Empero, este era un tema especialmente prohibido en cualquier conversación con Arbó. Se azoró o enfureció, las pocas ocasiones en que había surgido la cuestión.

Eso sí, alguna vez Rubio y su esposa, Sonia, habían comentado que quizá Arbó era feliz en un mundo propio. Con las vampiras.

La tormenta y el viento golpeaban el ventanal del patio sin piedad, a las órdenes de la luna llena. Sentado en su confortable butacón, Jacobo Blanco disfrutaba escuchando la fuerza de los elementos en el exterior, cual banda sonora natural y espontánea del espectáculo que estaba escenificándose exclusivamente para él.

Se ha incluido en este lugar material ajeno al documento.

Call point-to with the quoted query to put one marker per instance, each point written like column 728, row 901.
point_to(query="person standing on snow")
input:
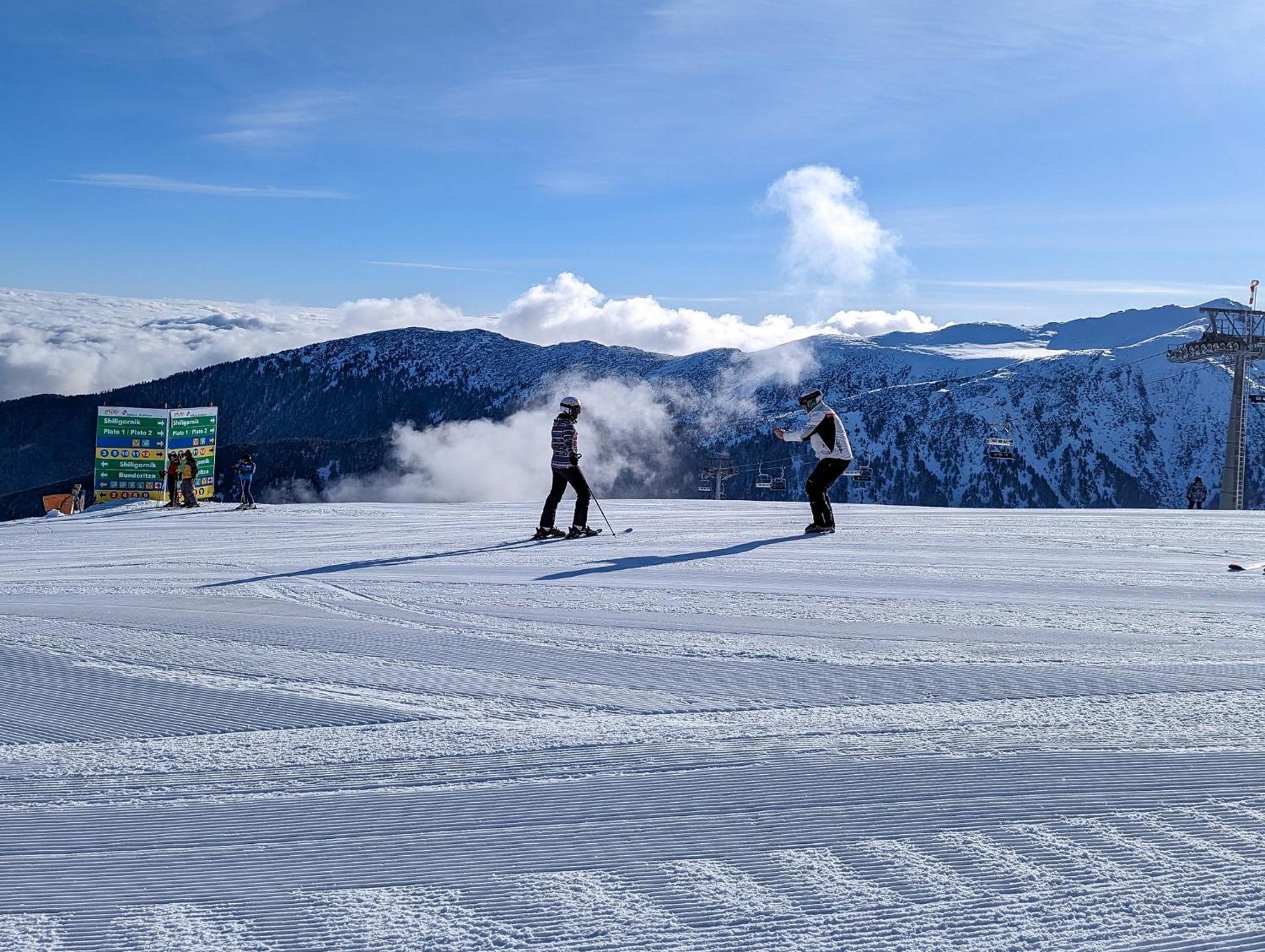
column 246, row 476
column 829, row 441
column 173, row 479
column 566, row 470
column 188, row 474
column 1196, row 494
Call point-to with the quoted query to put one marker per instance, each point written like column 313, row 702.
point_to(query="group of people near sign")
column 183, row 470
column 823, row 431
column 182, row 473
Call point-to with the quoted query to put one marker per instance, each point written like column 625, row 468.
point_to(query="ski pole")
column 594, row 497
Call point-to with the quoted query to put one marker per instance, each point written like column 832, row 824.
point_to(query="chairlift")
column 1000, row 442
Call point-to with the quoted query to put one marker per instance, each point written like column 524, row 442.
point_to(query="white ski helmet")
column 810, row 398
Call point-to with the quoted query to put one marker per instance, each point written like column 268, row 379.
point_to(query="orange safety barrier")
column 61, row 500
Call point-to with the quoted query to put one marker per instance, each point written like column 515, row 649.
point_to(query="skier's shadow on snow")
column 619, row 565
column 366, row 564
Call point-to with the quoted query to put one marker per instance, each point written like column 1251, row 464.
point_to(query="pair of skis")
column 570, row 538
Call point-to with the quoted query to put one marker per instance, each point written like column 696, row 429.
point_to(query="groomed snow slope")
column 373, row 727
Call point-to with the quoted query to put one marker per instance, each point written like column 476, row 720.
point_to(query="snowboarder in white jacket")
column 825, row 433
column 566, row 470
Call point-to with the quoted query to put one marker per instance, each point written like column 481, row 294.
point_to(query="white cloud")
column 1077, row 287
column 627, row 435
column 154, row 183
column 872, row 323
column 834, row 245
column 71, row 343
column 284, row 121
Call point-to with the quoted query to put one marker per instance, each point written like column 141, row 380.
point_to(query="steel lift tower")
column 1235, row 335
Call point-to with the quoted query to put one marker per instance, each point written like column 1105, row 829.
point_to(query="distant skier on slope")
column 829, row 441
column 246, row 476
column 1196, row 493
column 566, row 470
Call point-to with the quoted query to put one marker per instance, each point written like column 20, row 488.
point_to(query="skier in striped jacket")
column 825, row 433
column 566, row 471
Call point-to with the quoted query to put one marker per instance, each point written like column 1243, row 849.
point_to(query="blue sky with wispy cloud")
column 1003, row 160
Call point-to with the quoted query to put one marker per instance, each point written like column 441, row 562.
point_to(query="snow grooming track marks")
column 365, row 728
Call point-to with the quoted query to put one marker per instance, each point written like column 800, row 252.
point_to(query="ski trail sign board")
column 195, row 430
column 131, row 454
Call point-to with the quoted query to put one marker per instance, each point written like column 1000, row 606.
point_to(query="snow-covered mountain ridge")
column 1100, row 417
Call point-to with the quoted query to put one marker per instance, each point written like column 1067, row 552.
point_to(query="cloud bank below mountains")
column 77, row 343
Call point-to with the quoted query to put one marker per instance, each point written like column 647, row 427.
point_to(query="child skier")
column 1196, row 494
column 188, row 474
column 829, row 441
column 566, row 470
column 173, row 480
column 246, row 475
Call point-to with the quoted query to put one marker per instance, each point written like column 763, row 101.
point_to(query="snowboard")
column 1253, row 567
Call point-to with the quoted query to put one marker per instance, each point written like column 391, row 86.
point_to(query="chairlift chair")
column 1000, row 442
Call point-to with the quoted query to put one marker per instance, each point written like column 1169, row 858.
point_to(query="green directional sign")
column 131, row 454
column 194, row 430
column 132, row 447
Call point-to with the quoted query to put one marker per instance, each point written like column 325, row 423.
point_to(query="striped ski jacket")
column 566, row 442
column 825, row 435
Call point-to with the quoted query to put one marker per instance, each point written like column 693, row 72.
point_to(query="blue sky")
column 1030, row 160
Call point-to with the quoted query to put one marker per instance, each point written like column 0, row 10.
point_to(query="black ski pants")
column 819, row 484
column 571, row 475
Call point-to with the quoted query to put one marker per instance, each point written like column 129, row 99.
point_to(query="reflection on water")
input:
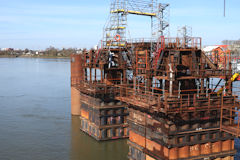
column 90, row 149
column 35, row 120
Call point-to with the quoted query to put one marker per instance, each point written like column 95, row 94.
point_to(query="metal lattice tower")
column 117, row 24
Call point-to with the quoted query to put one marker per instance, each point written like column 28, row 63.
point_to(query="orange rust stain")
column 139, row 140
column 75, row 102
column 195, row 150
column 84, row 114
column 226, row 145
column 206, row 148
column 216, row 147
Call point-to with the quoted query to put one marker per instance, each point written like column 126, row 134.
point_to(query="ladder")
column 230, row 117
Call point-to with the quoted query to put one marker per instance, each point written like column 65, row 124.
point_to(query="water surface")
column 35, row 118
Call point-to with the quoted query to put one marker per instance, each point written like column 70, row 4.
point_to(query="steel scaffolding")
column 116, row 28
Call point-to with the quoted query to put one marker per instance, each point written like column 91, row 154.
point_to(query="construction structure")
column 180, row 100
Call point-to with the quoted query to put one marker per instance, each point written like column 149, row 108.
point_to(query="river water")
column 35, row 117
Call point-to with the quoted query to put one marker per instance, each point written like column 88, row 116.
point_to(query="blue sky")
column 38, row 24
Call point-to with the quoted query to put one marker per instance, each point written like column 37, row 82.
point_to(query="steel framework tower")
column 116, row 28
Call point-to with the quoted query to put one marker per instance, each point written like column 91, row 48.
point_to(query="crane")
column 224, row 12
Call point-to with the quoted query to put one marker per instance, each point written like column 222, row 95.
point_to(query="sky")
column 38, row 24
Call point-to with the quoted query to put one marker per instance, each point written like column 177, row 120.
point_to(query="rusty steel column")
column 77, row 76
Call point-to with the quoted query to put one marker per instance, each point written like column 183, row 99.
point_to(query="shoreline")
column 26, row 56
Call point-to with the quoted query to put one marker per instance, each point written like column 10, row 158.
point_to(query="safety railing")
column 183, row 43
column 230, row 118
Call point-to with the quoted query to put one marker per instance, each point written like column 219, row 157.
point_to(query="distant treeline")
column 48, row 52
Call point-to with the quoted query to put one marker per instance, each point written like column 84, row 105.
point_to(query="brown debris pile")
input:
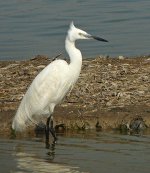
column 105, row 85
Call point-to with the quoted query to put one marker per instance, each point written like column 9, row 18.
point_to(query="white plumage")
column 52, row 83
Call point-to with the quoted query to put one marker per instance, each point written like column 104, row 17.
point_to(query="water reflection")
column 27, row 162
column 87, row 151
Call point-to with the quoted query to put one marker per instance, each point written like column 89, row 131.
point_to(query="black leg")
column 47, row 133
column 49, row 128
column 52, row 130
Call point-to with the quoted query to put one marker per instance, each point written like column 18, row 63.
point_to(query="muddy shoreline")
column 110, row 93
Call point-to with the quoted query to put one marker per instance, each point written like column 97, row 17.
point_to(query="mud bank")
column 110, row 93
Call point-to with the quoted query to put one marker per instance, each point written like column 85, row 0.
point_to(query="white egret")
column 51, row 85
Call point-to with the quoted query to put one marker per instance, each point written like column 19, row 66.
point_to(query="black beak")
column 96, row 38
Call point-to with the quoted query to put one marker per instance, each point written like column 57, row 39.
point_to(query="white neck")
column 74, row 54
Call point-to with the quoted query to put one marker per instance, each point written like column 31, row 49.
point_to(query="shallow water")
column 75, row 153
column 28, row 28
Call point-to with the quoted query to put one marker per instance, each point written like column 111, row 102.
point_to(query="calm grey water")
column 28, row 28
column 91, row 152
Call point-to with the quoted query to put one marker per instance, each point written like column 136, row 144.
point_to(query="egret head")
column 75, row 34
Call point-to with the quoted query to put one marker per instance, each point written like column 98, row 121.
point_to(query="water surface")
column 80, row 152
column 28, row 28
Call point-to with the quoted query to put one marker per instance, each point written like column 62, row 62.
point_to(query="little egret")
column 51, row 85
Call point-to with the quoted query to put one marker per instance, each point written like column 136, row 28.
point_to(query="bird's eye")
column 80, row 34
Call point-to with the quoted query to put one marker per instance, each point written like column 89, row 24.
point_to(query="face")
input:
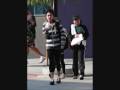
column 76, row 22
column 49, row 17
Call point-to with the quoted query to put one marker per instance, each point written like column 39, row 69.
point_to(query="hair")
column 50, row 11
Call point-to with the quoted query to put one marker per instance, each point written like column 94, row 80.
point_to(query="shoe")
column 52, row 82
column 42, row 59
column 75, row 77
column 63, row 76
column 58, row 80
column 81, row 77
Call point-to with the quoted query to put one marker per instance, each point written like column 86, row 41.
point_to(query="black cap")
column 76, row 17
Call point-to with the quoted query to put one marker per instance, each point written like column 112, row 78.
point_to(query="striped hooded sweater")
column 55, row 35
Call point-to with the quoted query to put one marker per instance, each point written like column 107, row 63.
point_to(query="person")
column 77, row 29
column 53, row 32
column 31, row 24
column 64, row 46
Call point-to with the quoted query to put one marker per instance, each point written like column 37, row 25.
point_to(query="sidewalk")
column 34, row 68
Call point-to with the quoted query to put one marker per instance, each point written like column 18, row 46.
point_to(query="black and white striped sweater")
column 55, row 35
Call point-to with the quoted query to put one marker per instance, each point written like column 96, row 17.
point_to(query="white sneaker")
column 42, row 59
column 63, row 76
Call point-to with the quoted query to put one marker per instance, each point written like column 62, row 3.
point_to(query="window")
column 40, row 9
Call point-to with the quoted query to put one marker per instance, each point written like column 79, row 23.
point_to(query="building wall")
column 67, row 9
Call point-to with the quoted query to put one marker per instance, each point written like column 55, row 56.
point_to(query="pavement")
column 37, row 77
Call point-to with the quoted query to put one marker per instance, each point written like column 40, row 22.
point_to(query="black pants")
column 54, row 60
column 78, row 56
column 62, row 61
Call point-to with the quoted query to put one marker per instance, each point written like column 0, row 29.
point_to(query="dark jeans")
column 54, row 60
column 62, row 61
column 78, row 56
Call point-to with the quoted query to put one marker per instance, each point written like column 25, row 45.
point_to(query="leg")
column 46, row 55
column 75, row 61
column 62, row 61
column 81, row 62
column 57, row 59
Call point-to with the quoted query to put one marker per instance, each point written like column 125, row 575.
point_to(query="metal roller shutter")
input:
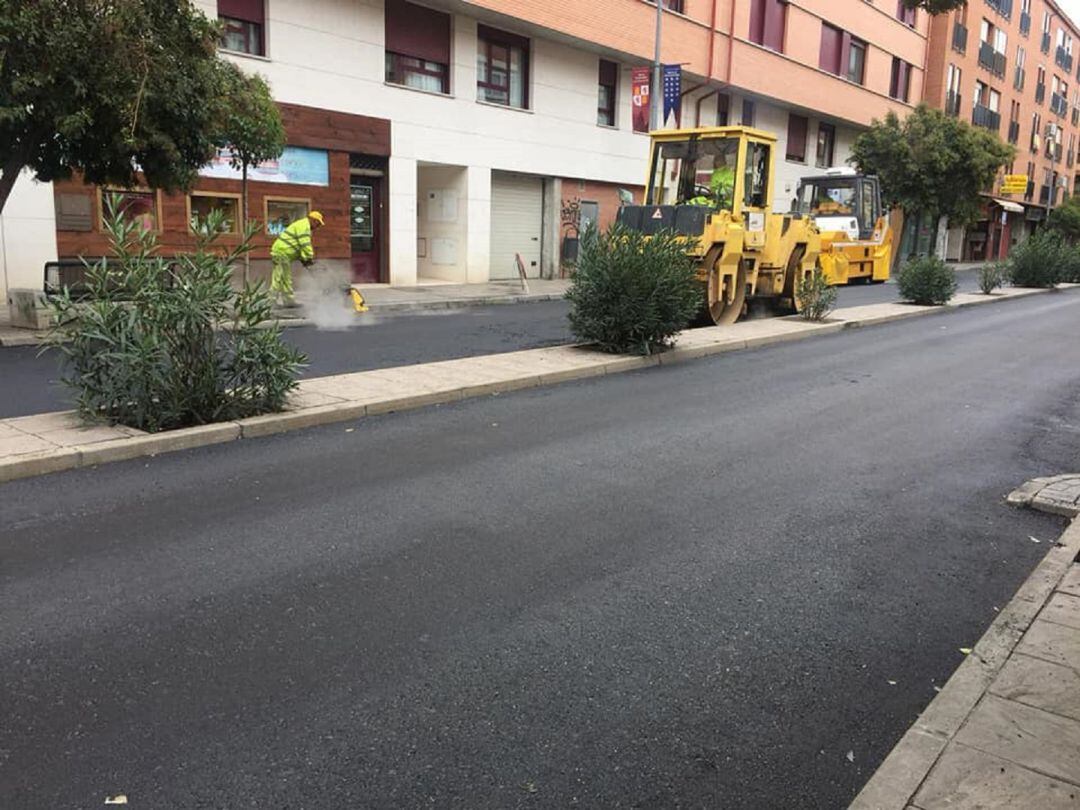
column 516, row 224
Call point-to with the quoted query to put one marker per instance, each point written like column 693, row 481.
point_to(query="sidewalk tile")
column 964, row 779
column 1063, row 609
column 89, row 434
column 42, row 422
column 1025, row 736
column 1040, row 684
column 1052, row 643
column 1071, row 582
column 19, row 444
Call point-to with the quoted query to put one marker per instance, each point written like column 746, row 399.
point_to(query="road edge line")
column 894, row 784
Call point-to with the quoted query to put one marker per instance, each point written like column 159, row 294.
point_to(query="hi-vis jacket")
column 295, row 242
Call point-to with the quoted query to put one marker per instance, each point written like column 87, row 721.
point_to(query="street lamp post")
column 656, row 94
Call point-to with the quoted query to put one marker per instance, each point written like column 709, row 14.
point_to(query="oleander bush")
column 630, row 293
column 161, row 343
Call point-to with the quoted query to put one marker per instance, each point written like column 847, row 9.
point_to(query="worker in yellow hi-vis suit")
column 294, row 243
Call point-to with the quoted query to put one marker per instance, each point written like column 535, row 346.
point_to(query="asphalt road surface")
column 380, row 341
column 727, row 583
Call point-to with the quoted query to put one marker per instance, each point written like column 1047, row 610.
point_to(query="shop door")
column 516, row 225
column 364, row 218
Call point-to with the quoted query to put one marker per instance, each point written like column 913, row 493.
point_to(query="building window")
column 904, row 14
column 137, row 205
column 502, row 68
column 747, row 112
column 796, row 138
column 418, row 46
column 826, row 145
column 832, row 49
column 900, row 83
column 723, row 109
column 202, row 203
column 607, row 93
column 243, row 23
column 856, row 62
column 281, row 212
column 767, row 23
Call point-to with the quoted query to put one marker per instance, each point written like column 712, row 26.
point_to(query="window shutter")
column 757, row 22
column 796, row 137
column 832, row 49
column 422, row 34
column 774, row 25
column 250, row 11
column 609, row 72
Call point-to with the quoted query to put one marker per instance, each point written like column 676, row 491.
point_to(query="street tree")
column 934, row 7
column 107, row 89
column 251, row 129
column 931, row 163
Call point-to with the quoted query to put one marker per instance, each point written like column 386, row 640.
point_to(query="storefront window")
column 139, row 206
column 281, row 213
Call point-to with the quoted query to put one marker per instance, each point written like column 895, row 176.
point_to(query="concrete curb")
column 900, row 777
column 761, row 334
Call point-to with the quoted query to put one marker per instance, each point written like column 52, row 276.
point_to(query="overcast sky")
column 1071, row 8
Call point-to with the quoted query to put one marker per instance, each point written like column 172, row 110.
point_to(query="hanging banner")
column 639, row 96
column 297, row 165
column 673, row 92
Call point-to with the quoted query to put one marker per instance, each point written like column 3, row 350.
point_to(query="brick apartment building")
column 1009, row 66
column 442, row 137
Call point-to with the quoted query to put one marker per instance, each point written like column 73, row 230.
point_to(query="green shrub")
column 1039, row 260
column 632, row 293
column 927, row 281
column 170, row 343
column 993, row 275
column 815, row 297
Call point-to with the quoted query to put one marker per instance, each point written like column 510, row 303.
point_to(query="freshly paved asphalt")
column 379, row 341
column 683, row 588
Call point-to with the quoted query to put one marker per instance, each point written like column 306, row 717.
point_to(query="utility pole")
column 657, row 92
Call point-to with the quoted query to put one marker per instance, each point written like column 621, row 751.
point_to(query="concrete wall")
column 27, row 234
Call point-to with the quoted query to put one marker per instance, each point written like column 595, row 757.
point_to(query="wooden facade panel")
column 338, row 133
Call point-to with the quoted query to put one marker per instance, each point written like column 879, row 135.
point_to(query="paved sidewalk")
column 36, row 445
column 1004, row 731
column 382, row 298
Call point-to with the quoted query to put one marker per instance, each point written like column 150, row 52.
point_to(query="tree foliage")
column 931, row 162
column 107, row 86
column 251, row 124
column 934, row 7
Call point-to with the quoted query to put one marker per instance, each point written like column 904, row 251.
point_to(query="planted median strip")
column 44, row 443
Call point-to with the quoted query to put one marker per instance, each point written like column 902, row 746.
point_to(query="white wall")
column 27, row 234
column 445, row 239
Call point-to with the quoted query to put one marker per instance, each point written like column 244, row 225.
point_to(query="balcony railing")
column 1064, row 58
column 953, row 104
column 960, row 38
column 986, row 117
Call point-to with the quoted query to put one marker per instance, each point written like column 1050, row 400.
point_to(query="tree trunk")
column 243, row 218
column 12, row 169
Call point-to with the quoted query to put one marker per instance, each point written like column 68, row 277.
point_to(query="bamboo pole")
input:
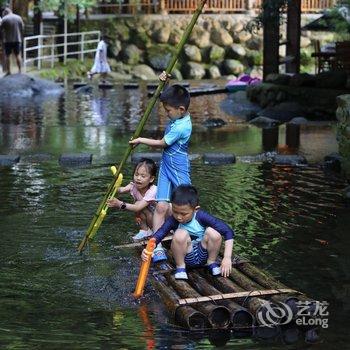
column 218, row 316
column 145, row 265
column 267, row 281
column 143, row 121
column 254, row 304
column 240, row 317
column 184, row 315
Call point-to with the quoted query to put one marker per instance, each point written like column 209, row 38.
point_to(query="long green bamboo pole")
column 98, row 218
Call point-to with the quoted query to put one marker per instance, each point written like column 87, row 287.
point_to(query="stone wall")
column 343, row 116
column 220, row 45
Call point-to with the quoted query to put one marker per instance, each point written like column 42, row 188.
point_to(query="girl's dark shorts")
column 14, row 47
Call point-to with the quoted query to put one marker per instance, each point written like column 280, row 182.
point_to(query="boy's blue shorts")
column 170, row 176
column 198, row 256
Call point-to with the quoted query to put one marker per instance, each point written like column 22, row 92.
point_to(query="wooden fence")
column 189, row 6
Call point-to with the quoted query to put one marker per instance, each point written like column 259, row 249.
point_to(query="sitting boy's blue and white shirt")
column 175, row 166
column 196, row 227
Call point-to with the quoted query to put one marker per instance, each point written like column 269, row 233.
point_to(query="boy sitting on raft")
column 198, row 235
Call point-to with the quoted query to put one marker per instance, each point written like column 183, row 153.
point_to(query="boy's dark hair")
column 185, row 195
column 176, row 96
column 149, row 164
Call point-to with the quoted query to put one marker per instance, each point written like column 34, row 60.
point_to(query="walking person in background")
column 12, row 27
column 101, row 65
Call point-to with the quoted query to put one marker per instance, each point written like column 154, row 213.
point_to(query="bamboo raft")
column 238, row 302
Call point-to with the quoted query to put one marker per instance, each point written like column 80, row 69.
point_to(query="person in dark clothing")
column 198, row 235
column 12, row 27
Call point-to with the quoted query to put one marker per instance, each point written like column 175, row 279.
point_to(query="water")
column 290, row 221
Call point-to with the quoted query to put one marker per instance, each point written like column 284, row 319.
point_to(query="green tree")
column 340, row 19
column 72, row 5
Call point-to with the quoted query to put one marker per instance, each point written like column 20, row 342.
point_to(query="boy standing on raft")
column 174, row 166
column 198, row 235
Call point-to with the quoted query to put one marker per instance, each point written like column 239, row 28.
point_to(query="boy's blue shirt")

Su cámara íntima estaba decorada de verde. Únicamente verde, en todos los detalles, al igual que en la cama ante sus ojos. Verde asimismo era el precioso y sensual conjunto de lencería de Isabel Silva, al igual que la pintura de sus uñas.

Un trueno sonó estrepitosamente, sobrecogiéndole. Mas sin inmutar mínimamente a su estrella. Nunca salía de su rol. Perfectamente maquillada, ronroneaba sobre la cama cual gata en celo, mientras acariciaba con suavidad todas las partes de un aparato genital masculino, de color negro y fabricado con un material durísimo.

Tiritando de frío y sofocado por la excitación, Blanco interpretó la mirada de ella. Había acercado el inerte falo, erecto y enorme, monstruoso, justo al borde de su preciosa boca, realzada por un perfilador oscuro. Y ahora por medio de sus ojos bellos y profundos le estaba pidiendo permiso para empezar.

Se lo estaba pidiendo por favor, mimosamente…

Maravillado, Blanco susurró:

—Cuánto necesitaba tu vuelta, Isabel.